Afterward, Holmes arrives and examines the case so far. An invitation arrives for Sir Henry, asking him to dinner at Merripit Hall. Suspecting a trap, Watson goes along with Sir Henry while Holmes observes carefully. Mrs. Stapleton resumes her bizarre acts and begins to vomit pale-blue liquid over Sir Henry, whilst Mr. Stapleton's chihuahua urinates in Watson's soup.

Ordered to leave in disgrace, the Stapletons, Dr. Mortimer, Mr. Frankland, and Mary follow Sir Henry and Watson to kill them, but become trapped in a quagmire. Holmes then proceeds to reveal that the Hound is no more than a large, rather friendly Irish Wolfhound owned by the late Sir Charles Baskerville, whose excited barking was misinterpreted as a monstrous beast. He also states that the dog is the sole heir of Sir Charles. With the dog gone, the would-be murderers would have gained the Baskerville fortune and the estate.
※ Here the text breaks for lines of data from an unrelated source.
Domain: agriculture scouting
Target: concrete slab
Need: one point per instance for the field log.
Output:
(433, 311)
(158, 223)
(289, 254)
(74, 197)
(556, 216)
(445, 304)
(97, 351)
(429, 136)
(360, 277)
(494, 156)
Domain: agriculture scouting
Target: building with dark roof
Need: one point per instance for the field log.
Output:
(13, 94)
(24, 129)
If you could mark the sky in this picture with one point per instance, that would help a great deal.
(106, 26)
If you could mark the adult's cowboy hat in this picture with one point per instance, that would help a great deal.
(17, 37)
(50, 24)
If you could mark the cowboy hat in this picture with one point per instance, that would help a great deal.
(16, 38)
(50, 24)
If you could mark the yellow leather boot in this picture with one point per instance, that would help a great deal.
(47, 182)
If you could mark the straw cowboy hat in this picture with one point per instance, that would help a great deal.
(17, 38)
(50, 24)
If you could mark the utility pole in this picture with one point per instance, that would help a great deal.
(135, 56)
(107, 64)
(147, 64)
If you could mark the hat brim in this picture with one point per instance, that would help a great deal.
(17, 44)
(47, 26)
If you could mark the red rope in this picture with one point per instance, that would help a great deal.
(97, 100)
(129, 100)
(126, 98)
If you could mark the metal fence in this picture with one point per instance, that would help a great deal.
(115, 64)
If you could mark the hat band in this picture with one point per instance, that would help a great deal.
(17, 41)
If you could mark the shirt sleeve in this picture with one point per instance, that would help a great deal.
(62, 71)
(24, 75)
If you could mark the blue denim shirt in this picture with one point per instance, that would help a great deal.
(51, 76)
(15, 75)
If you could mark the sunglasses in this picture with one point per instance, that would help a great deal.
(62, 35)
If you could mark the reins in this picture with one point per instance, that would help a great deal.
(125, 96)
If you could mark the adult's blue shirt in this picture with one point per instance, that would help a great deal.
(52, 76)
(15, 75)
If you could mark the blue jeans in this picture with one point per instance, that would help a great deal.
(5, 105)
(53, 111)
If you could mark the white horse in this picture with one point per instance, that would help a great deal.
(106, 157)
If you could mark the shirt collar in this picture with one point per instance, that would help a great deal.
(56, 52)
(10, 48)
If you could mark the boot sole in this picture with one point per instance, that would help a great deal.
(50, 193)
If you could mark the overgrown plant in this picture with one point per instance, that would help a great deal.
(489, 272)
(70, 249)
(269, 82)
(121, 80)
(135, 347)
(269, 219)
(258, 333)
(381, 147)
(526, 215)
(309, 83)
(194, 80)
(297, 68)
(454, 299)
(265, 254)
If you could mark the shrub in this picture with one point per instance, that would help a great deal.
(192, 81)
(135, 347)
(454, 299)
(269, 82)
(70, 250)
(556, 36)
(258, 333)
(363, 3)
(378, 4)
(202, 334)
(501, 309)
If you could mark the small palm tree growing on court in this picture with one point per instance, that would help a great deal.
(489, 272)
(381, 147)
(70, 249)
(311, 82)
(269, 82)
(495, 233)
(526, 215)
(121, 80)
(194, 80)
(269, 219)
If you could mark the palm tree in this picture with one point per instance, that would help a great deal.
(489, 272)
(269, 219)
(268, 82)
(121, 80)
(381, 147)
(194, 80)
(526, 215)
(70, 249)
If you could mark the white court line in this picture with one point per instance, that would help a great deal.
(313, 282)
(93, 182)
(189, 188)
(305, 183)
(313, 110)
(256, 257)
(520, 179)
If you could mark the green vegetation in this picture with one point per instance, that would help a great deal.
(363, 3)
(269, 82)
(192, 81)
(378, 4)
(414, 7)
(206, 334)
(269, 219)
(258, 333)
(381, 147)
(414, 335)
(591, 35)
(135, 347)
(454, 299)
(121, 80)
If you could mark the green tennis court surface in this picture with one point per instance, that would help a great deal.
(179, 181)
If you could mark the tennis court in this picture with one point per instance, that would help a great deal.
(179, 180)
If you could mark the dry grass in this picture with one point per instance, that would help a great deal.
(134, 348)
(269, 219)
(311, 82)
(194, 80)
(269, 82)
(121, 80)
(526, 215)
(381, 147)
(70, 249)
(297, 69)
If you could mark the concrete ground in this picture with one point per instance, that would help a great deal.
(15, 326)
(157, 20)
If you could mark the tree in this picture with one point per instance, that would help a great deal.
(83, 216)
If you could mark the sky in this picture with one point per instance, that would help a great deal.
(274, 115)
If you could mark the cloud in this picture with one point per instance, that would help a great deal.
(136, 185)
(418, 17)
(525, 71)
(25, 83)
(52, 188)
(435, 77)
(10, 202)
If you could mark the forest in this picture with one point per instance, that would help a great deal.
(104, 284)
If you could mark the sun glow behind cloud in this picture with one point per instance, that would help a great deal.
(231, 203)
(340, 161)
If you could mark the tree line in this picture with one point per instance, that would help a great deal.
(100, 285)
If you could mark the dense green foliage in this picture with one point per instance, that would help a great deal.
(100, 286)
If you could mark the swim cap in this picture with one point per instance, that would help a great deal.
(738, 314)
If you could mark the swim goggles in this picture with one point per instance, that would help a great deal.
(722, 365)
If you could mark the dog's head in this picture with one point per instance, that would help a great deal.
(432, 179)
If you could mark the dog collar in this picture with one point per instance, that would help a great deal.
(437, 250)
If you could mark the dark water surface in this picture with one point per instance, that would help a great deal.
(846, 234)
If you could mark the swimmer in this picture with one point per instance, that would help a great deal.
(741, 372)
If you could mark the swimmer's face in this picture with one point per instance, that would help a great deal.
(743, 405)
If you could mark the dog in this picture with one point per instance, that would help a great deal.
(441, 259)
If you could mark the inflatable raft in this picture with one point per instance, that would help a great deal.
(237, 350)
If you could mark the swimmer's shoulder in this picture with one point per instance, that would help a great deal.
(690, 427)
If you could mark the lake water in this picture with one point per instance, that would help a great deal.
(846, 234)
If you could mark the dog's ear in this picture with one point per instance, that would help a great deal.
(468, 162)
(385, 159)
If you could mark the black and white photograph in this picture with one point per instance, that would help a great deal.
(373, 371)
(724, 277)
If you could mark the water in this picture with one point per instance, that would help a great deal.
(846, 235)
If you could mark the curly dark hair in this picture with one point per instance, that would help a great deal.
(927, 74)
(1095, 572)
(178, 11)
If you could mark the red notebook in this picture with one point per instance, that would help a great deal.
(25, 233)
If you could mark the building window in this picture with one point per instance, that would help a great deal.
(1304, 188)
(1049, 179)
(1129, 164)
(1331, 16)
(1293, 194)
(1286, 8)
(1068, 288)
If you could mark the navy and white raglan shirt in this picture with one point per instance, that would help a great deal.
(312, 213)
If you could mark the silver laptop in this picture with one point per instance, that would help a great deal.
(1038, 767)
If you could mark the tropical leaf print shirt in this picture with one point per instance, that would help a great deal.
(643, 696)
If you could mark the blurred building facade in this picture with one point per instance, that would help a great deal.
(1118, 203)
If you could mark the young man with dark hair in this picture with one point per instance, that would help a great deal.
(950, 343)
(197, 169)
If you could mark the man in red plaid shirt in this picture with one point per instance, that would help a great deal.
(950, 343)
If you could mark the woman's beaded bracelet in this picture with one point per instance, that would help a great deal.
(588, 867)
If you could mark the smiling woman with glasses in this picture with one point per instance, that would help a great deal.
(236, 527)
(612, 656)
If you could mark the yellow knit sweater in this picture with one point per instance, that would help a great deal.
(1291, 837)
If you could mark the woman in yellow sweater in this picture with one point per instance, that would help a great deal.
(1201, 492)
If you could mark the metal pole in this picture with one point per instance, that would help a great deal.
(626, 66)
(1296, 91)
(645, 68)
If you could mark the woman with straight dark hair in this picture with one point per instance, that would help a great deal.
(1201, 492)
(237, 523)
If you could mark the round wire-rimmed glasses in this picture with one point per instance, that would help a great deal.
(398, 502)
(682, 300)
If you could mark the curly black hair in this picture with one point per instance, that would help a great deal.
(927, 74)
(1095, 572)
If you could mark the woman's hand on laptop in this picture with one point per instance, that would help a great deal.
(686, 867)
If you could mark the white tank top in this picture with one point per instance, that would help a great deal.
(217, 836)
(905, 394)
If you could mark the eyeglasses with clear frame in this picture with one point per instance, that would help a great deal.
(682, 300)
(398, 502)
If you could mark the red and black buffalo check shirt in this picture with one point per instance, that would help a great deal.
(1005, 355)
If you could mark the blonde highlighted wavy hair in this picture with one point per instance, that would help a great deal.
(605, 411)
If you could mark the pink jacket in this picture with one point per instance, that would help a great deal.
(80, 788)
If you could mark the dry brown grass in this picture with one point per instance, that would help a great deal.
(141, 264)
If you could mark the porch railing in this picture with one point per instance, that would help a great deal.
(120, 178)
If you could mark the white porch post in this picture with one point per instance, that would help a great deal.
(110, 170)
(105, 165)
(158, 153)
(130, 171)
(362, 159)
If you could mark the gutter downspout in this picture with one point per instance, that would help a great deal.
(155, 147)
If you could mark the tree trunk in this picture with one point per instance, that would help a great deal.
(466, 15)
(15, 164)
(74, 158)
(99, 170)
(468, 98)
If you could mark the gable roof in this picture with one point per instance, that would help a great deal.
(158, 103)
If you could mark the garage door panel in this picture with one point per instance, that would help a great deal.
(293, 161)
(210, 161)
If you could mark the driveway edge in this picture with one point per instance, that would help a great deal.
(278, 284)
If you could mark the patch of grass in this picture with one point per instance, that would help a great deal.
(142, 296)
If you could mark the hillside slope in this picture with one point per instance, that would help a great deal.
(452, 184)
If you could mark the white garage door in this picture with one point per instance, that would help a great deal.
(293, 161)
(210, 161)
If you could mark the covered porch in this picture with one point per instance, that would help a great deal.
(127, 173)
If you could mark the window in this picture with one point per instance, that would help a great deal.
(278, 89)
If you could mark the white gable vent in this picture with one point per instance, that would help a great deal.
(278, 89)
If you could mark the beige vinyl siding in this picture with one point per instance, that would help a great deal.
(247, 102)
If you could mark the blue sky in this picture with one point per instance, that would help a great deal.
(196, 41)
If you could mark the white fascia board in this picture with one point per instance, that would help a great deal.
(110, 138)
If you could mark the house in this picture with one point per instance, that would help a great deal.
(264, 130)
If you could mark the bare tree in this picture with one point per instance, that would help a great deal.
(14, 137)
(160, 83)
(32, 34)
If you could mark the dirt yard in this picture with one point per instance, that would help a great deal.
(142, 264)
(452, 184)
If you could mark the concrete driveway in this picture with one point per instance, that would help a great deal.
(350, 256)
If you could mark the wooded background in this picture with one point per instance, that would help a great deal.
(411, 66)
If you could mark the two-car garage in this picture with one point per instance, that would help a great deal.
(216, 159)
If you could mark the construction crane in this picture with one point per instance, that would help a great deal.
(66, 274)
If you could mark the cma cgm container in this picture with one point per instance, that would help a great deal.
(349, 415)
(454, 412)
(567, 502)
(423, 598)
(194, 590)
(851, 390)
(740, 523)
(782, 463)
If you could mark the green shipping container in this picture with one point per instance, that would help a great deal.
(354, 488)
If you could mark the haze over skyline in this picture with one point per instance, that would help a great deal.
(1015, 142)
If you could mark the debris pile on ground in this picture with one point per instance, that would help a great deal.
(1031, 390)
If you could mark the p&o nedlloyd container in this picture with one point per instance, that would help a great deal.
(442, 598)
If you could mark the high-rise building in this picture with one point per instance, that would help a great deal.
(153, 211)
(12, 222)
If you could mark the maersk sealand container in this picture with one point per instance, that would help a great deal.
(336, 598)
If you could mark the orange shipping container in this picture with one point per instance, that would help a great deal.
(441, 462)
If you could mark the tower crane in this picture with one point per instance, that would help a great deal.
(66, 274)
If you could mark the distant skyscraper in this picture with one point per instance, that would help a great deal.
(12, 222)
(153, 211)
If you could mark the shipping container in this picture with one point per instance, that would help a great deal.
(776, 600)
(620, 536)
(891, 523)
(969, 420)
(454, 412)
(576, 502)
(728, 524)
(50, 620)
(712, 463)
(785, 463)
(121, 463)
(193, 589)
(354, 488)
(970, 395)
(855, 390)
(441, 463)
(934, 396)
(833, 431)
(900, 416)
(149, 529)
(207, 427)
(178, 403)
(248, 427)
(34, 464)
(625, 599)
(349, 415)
The film ends on the pianist, who is then hit by vegetables from the audience.

==Filming locations==
The film was shot at Bray Studios and on location in neighbouring Oakley Court, as the manor house.

==Reception==
The film received overwhelmingly negative reviews, being described variously as "a chore" and "a ponderous shambles", with much of the blame being laid at Morrissey's direction, especially given the substantial comedic talent involved. Virtually the entire cast consisted of comic actors who were well-known and respected in the UK and overseas. Perhaps because of this, it went unreleased until 1981 in the United States.

It has a 0% rating at Rotten Tomatoes.